Want a lesson on how the media can twist a perfectly sane proposal from Tony Abbott into an invitation to ridicule?

Here, first, is what Herald Sun political reporter Phillip Hudson wrote after an interview with the Opposition Leader:

“In the end, it would be a prime ministerial decision,” he told the Herald Sun.

“It would be the government’s call, based on the advice of the naval commander on the spot.”

Mr Abbott said the phone call from sea would come to him, and it would be his call whether to turn a boat back, if it was safe to do so.
Reader Matthew explains what happened next:
#boatphone went crazy on twitter a bit before 11pm aest… after about 90mins of every journo in the country trying to appear clever on twitter by making jokes about it, they quietly withdrew when phillip hudson’s piece went online at the hun and the daily tele about midnight, showing no mention of any such thing.

Interestingly though, at about 12.40am, the daily tele piece suddenly had the twitter initiated term ‘boatphone’ inserted into the article, complete with a new headline including, ‘holy smoke asylum seekers, its boatman...’ - another circulated ‘joke’ on twitter. see here…

While i personally have issues with such a policy, my concern for now is how easily/readily a story is manipulated to cater for the ramblings of twitter users.

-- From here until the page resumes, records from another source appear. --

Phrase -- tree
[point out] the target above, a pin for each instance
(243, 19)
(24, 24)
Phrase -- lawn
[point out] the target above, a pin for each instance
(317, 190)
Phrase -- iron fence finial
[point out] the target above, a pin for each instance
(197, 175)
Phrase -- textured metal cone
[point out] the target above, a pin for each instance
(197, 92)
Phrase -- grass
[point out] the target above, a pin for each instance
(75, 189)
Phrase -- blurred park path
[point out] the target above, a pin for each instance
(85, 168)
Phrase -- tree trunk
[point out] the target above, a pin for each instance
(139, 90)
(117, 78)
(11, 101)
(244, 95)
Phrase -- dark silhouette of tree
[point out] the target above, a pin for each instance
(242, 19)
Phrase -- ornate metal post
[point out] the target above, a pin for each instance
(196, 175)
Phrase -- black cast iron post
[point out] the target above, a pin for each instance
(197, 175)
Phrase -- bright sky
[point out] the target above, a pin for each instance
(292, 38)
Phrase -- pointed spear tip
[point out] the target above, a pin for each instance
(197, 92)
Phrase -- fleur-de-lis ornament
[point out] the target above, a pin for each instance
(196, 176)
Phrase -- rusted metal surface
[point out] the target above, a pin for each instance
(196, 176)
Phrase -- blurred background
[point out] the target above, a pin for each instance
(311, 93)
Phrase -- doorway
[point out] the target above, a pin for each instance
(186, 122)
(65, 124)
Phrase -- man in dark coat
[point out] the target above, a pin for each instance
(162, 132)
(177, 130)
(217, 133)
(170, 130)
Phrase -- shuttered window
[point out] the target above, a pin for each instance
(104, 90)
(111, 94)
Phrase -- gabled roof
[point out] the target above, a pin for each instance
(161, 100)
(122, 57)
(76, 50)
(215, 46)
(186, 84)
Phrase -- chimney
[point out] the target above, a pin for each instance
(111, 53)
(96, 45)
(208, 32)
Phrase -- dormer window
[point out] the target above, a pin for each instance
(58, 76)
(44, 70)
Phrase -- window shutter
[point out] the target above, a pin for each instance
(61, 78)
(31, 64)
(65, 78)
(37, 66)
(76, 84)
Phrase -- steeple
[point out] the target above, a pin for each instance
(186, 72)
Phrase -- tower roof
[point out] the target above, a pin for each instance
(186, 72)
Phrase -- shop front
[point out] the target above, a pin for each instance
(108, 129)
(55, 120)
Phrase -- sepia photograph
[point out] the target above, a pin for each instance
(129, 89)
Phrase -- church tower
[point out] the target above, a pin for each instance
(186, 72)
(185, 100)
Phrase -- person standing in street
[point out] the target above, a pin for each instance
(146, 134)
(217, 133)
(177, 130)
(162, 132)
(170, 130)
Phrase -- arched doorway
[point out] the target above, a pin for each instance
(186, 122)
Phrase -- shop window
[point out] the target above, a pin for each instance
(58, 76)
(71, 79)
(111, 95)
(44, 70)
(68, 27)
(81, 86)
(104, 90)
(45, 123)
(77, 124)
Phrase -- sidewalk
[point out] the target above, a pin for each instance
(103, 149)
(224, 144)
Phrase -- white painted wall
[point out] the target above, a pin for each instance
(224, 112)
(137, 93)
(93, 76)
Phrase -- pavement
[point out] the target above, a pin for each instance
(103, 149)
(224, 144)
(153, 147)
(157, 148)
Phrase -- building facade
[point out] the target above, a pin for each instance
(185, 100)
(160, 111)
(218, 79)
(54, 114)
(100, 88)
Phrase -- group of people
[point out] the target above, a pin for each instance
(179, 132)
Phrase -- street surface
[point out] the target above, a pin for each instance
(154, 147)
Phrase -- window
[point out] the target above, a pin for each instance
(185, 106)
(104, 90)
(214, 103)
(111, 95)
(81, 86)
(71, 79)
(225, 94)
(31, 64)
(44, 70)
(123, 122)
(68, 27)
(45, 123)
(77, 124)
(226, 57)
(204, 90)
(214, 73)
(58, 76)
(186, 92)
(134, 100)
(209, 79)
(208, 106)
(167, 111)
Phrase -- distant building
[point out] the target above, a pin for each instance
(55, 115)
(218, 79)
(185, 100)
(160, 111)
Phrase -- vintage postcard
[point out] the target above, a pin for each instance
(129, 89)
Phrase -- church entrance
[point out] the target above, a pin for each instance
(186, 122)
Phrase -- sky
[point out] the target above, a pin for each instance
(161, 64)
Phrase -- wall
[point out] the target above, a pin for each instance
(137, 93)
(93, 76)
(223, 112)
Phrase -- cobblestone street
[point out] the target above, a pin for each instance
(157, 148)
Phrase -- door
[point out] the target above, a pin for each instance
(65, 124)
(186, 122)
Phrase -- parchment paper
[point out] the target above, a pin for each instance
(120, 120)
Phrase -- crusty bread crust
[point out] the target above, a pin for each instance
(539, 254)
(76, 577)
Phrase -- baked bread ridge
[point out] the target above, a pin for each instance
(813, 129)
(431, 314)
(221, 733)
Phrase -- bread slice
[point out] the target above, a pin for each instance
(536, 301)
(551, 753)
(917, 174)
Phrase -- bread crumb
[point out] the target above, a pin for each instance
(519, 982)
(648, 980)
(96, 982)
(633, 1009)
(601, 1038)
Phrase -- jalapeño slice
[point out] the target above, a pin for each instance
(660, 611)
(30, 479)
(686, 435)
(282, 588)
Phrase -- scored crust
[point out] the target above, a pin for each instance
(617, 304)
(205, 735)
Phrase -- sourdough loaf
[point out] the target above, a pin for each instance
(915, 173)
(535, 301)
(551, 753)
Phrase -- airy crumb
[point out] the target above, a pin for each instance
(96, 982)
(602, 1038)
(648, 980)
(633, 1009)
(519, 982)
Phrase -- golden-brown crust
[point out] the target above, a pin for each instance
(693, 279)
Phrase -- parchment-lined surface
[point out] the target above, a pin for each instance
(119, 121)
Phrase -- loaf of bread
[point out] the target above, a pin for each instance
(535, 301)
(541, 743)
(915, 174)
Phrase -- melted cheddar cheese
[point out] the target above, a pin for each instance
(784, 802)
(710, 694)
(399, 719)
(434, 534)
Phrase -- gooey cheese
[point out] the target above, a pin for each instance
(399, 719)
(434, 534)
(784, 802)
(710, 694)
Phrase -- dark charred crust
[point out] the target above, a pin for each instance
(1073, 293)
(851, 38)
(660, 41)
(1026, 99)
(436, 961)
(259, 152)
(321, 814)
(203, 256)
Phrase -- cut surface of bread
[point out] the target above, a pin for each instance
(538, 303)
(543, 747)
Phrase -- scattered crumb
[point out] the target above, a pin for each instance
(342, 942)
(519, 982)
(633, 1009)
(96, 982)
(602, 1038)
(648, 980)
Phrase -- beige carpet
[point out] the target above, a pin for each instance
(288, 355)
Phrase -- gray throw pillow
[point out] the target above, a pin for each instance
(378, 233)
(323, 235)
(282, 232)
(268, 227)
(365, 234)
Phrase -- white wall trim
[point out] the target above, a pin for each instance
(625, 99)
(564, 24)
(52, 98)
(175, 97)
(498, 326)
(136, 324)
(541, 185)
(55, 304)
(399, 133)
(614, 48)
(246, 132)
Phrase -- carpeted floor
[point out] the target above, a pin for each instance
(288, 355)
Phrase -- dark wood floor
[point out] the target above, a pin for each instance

Phillip Hudson tweeted the following at 12.17am; no “special boatphone” mentioned in my story. Perhaps people should read it first… Yet about 20mins later, the daily tele (or even hudson perhaps) had inserted the #boatphone reference, changed the headline and added a pic on the mainpage of abbott as a superhero ‘boatman.’anyway,

I just find myself a bit uneasy about the whole thing. annabel crabb, samantha maiden etc all piled in to the issue before the story was released, which caused a twitter meltdown, then suddenly the story is changed to reflect something other than was in the original.
The Twitter page of the ABC’s Crabb shows the joke becoming the story, despite Hudson’s attempts to defend the facts:
News breaking in newsltd tabloids: Abbott says he will have a special phone with which to turn back boats via navy
about 7 hours ago via TweetDeck

last tweet was not a joke by the way. Oh my stars.
about 7 hours ago via TweetDeck .

Here is the daily tele version: to the boat mobiles!
about 5 hours ago via TweetDeck .

RT @PhillipMHudson: Abbott never mentioned a special boatphone. Accurate version of my story is on Herald Sun website.
about 5 hours ago via TweetDeck
Jen_Bennett @annabelcrabb A Boat Phone? Will there also be a special spotlight that beams the silhouette of a pair of speedos into the night sky?
about 8 hours ago via web in reply to annabelcrabb

mpbowers @annabelcrabb gives a whole new meaning to phoney Tony
about 7 hours ago via web in reply to annabelcrabb

domknight The only way Abbott’s #Boatphone could be more ridiculous is if it was answered by a Citizen’s Assembly.
about 7 hours ago via web

sabinewolff Can we please get #boatphone trending? I feel it’s important that it does.
about 7 hours ago via Tweetie for Mac

And, indeed, the facts were changed to suit the Twitter joke. Here is the Daily Telegraph rewrite:
Holy asylum seekers! Tony Abbott to take charge of boat people hotline

TONY Abbott will personally make any decision to turn around boats carrying asylum seekers if he becomes prime minister…

Mr Abbott said the phonecall from sea would come to him - on the boatphone - and it would be his choice whether or not to turn a boat back if it was safe to do so.
AAP grabs the invented hotline with both hands:
Opposition Leader Tony Abbott says he will personally decide whether to turn around boats carrying asylum seekers if the coalition wins the election.

Mr Abbott has pledged to set up a hotline for Australia’s border patrol forces so they could call him to ask if they’re allowed to turn the boats back, News Ltd reported on Monday.
No, Abbott has not pledged to set up any such hotline. Pure invention, and by journalists who are the first to protest they are in the truth business.

I’m told that Maiden, for one, was re-tweeting comments on the Daily Telegraph ”hotline" angle already inserted in its country edition, rather than making presumptions on Hudson’s report.